(May 1, 2002) One observer says the growing protests in China are a result of rising economic inequality and a lack of political rights. ‘Because of the lack of protection of their rights, farmers are more willing to resort to desperate means,’ she says.
Beijing: Darkness had fallen on the fishing town of Dongzhou when the riot police marched into town. There were hundreds of them, carrying shields and wearing helmets and body armour.
It was the night of Dec. 6, a little more than a week ago. Just a few hours earlier, police had clashed with hundreds of villagers fighting the seizure of their land for a power plant. Now the paramilitary troops were back in full force–and with assault rifles.
The police had been ordered to arrest the protest leaders in this town of 10,000 people in southern China.

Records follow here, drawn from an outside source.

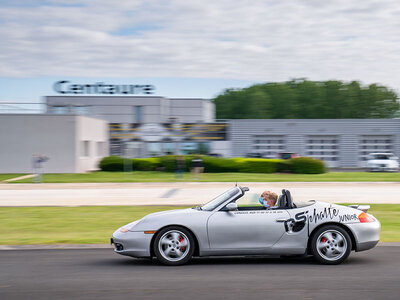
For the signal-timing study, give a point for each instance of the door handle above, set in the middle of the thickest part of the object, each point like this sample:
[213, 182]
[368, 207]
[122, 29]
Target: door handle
[281, 220]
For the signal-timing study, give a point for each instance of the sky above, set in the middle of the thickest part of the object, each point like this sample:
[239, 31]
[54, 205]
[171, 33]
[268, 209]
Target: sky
[194, 48]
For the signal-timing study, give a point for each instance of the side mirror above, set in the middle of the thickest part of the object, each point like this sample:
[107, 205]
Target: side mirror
[231, 206]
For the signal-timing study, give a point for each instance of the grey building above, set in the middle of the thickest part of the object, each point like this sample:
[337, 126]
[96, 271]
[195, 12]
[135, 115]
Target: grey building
[340, 143]
[73, 144]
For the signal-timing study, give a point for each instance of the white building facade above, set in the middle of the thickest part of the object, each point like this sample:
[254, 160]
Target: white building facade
[72, 144]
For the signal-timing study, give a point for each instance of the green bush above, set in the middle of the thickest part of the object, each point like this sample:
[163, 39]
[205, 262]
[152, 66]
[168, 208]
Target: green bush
[283, 166]
[146, 164]
[112, 164]
[219, 164]
[259, 165]
[306, 165]
[167, 163]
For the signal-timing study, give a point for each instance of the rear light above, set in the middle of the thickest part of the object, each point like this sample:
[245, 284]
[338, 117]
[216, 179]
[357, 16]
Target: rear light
[365, 218]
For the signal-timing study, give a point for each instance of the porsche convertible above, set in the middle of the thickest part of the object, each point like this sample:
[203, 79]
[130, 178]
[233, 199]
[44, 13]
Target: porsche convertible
[231, 224]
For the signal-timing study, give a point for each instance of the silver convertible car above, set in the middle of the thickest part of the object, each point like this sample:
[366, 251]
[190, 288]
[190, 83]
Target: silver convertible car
[227, 225]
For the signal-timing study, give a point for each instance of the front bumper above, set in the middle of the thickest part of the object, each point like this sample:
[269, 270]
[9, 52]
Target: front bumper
[132, 243]
[382, 169]
[365, 234]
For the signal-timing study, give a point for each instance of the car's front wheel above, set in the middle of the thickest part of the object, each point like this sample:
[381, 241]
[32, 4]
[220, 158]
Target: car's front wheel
[331, 245]
[174, 246]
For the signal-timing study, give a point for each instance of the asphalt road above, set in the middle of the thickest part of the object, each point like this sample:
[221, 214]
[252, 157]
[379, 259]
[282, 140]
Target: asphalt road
[187, 193]
[101, 274]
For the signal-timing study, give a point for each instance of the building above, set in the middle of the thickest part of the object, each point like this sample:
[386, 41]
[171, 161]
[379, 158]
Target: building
[73, 144]
[134, 109]
[338, 142]
[142, 126]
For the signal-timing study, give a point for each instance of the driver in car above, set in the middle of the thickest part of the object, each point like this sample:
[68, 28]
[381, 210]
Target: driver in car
[268, 199]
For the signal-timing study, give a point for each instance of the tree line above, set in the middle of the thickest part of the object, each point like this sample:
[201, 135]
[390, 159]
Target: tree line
[304, 99]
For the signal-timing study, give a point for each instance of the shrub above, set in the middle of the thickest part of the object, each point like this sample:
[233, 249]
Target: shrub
[146, 164]
[259, 165]
[307, 165]
[219, 164]
[168, 162]
[112, 164]
[283, 166]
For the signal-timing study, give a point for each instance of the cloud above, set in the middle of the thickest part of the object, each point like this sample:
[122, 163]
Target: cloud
[253, 40]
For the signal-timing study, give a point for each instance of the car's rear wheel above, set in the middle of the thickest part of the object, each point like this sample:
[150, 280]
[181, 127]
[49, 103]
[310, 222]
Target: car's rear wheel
[174, 246]
[330, 245]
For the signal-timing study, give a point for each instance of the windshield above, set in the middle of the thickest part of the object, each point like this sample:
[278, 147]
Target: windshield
[380, 156]
[220, 199]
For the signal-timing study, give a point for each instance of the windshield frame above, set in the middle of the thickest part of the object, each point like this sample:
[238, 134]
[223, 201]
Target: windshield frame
[220, 200]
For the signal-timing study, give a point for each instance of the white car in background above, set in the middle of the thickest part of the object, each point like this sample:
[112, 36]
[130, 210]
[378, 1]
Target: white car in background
[382, 162]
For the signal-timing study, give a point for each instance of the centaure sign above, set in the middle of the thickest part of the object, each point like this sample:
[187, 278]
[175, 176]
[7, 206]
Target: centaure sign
[65, 87]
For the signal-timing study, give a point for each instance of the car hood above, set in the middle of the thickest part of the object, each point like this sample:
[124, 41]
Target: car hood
[380, 161]
[170, 212]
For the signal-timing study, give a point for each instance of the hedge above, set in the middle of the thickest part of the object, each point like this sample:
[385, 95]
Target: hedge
[307, 165]
[167, 163]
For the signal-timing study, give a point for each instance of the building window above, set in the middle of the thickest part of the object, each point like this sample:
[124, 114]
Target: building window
[138, 114]
[81, 110]
[100, 149]
[59, 110]
[85, 148]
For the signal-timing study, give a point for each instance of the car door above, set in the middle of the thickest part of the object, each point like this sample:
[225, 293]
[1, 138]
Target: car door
[249, 229]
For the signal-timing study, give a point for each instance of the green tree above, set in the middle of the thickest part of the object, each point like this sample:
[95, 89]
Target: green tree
[304, 99]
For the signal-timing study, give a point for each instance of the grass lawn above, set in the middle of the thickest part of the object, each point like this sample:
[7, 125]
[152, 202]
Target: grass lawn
[141, 176]
[95, 224]
[8, 176]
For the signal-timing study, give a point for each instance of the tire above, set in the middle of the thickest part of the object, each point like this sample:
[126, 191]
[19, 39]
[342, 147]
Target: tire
[330, 245]
[174, 246]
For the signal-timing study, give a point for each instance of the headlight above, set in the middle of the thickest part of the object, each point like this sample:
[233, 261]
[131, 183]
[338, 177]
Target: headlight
[128, 227]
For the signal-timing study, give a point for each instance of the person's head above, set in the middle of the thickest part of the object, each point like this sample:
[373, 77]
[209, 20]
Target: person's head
[269, 197]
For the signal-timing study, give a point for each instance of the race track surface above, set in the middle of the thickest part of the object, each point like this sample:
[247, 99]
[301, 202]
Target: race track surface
[101, 274]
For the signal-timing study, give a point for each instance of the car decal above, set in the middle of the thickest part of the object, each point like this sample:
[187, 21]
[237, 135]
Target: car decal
[347, 218]
[327, 213]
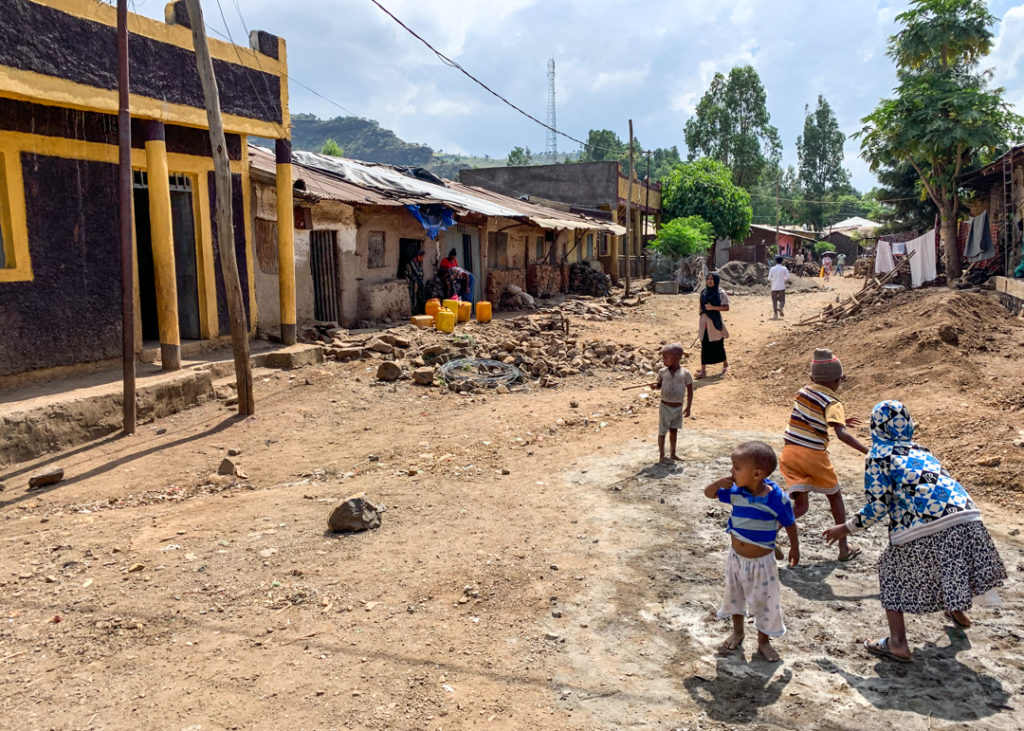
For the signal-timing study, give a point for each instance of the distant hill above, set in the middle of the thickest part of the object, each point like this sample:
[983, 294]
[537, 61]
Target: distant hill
[359, 138]
[366, 139]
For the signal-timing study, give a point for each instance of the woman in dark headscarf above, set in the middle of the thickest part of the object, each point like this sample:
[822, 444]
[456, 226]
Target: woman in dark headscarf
[711, 329]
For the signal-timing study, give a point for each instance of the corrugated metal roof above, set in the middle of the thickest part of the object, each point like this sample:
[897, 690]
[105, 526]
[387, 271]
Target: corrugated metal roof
[375, 184]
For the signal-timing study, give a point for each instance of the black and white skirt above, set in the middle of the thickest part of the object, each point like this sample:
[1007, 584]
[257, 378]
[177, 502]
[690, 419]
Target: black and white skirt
[942, 571]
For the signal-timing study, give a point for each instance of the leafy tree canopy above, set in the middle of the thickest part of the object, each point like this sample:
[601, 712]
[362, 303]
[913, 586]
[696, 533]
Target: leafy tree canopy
[684, 237]
[604, 144]
[333, 148]
[819, 151]
[732, 126]
[705, 188]
[943, 114]
[519, 158]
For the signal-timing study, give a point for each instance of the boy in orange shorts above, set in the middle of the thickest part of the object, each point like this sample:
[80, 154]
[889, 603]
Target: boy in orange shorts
[804, 461]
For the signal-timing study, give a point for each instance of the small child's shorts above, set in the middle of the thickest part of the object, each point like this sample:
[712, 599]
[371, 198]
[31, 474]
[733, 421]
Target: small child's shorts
[753, 583]
[807, 470]
[669, 418]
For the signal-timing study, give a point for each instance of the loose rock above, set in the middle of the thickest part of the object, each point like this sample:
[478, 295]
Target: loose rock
[424, 376]
[47, 477]
[388, 371]
[355, 514]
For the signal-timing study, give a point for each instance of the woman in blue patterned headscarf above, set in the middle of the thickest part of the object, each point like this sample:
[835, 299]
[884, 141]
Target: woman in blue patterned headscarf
[940, 556]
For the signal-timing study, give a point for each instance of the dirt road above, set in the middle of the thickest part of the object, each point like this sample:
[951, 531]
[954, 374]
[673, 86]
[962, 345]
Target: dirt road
[535, 568]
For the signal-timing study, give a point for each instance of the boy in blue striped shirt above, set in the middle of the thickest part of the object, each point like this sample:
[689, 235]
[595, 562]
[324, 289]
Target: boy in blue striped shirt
[759, 508]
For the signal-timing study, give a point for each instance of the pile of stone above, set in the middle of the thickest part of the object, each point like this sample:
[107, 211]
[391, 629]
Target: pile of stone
[543, 346]
[864, 266]
[514, 298]
[587, 281]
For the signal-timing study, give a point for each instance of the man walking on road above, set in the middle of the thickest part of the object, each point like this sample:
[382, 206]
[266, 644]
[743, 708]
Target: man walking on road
[778, 275]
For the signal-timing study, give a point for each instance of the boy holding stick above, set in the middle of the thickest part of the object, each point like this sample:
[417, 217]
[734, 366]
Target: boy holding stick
[674, 382]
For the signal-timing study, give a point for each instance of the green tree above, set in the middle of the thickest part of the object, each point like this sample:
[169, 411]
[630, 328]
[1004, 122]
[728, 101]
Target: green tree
[907, 205]
[732, 126]
[603, 144]
[705, 188]
[819, 152]
[943, 114]
[684, 237]
[519, 158]
[333, 148]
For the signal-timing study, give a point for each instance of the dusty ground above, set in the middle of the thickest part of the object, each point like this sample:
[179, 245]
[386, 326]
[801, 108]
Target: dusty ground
[576, 591]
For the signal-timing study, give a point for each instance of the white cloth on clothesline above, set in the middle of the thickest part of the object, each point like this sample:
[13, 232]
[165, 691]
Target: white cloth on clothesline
[923, 267]
[884, 258]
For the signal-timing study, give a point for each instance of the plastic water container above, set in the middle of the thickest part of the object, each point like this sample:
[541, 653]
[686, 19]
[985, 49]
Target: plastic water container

A throng of villagers gathered to confront them.
At first, it seemed to be nothing out of the ordinary, just another of the rising number of street protests that erupt in China every year.
But what happened in the next few minutes was a shocking sign of the mounting violence of those clashes, a violence that China’s leaders and some students of the regime believe could one day threaten the stability of the Chinese government.
The ruthless suppression of the villagers of Dongzhou was a troubling reminder that China has not yet abandoned the brutal tactics that led to the slaughter of hundreds of students at Tiananmen Square in 1989.